Fala-nos um pouco sobre ti, como pessoa, jovem e músico.

Acredito que uma pessoa possa levar uma vida inteira sem se compreender totalmente, sem conhecer todas as suas qualidades e defeitos, forças e fraquezas e, parecendo esta limitação humana um pouco triste é um factor que nos dá graça e torna imprevisíveis. Posso, no entanto, partilhar o pouco que sei sobre a minha pessoa. Sou calmo, caseiro, cinéfilo e extremamente pensativo (o que pode, por vezes, levar-me à soturnidade e melancolia). Extremamente sonhador, bem podia ter um quarto nas nuvens só para mim. Adoro tocar e criar música e considero-me criativo por natureza. Enfim, um rapaz com qualidades e defeitos, como qualquer outro, à procura de si.

Escreveste o teu primeiro livro aos 12 anos. Sobre o que escreveste, na altura?

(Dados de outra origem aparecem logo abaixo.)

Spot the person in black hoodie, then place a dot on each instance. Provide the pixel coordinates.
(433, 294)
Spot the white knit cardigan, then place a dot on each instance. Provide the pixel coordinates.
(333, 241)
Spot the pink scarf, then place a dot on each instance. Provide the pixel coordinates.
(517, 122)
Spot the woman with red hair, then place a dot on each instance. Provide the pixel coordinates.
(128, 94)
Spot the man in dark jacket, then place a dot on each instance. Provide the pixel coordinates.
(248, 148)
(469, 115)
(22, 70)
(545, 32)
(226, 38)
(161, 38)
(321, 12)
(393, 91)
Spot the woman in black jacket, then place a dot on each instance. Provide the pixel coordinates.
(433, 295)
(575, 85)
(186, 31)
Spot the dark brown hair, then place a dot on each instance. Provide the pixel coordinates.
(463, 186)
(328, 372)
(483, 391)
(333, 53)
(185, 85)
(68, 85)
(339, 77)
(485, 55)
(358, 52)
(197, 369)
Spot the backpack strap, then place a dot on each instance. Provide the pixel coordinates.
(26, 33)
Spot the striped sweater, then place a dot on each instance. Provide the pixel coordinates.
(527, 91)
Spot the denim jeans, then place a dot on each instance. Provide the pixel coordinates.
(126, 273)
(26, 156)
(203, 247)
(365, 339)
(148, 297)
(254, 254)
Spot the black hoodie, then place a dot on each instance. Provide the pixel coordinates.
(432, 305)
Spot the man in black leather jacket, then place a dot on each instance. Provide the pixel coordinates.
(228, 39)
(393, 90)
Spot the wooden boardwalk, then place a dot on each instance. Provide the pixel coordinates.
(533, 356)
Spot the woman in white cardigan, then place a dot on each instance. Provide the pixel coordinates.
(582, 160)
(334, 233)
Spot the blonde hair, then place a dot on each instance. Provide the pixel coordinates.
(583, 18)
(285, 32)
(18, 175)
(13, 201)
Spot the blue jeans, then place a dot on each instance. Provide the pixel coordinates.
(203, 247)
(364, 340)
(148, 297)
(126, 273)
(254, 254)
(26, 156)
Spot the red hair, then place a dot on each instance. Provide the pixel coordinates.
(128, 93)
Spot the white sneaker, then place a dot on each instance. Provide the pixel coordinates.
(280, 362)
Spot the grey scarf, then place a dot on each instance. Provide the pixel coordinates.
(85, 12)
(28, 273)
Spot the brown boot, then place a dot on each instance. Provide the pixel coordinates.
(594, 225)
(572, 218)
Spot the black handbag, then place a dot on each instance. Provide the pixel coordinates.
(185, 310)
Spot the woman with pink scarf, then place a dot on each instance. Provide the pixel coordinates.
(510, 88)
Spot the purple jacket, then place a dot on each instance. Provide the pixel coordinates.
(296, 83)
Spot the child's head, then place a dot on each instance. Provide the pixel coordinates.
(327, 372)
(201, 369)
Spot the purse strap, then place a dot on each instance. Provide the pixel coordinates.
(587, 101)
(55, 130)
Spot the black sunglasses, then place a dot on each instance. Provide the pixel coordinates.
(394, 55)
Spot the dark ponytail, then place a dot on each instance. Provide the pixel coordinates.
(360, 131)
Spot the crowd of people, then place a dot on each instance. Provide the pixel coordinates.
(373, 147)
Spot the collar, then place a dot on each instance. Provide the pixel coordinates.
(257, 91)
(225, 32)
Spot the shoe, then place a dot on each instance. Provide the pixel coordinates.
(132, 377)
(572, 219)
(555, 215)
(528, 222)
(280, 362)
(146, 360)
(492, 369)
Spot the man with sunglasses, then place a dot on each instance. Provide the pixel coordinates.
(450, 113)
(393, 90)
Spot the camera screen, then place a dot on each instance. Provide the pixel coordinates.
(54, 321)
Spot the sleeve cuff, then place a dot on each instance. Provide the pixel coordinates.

A história era baseada num videojogo que joguei na altura, o “Heart of Darkness” para a Playstation (passo a publicidade). O que fiz foi escrever a história do jogo e de alguma forma complementá-la com a minha imaginação. Lembro-me que deu bastante trabalho porque como não tinha computador escrevi à mão cerca de quarenta páginas. A minha professora de Inglês da altura pediu-me o manuscrito para ler e perdeu-o. Fiquei aborrecido e com pouca vontade de escrever tudo de novo, além de não ser algo a que me quisesse entregar na altura, deixando a escrita de lado.


Antes desse livro, já sentias o gosto pela escrita?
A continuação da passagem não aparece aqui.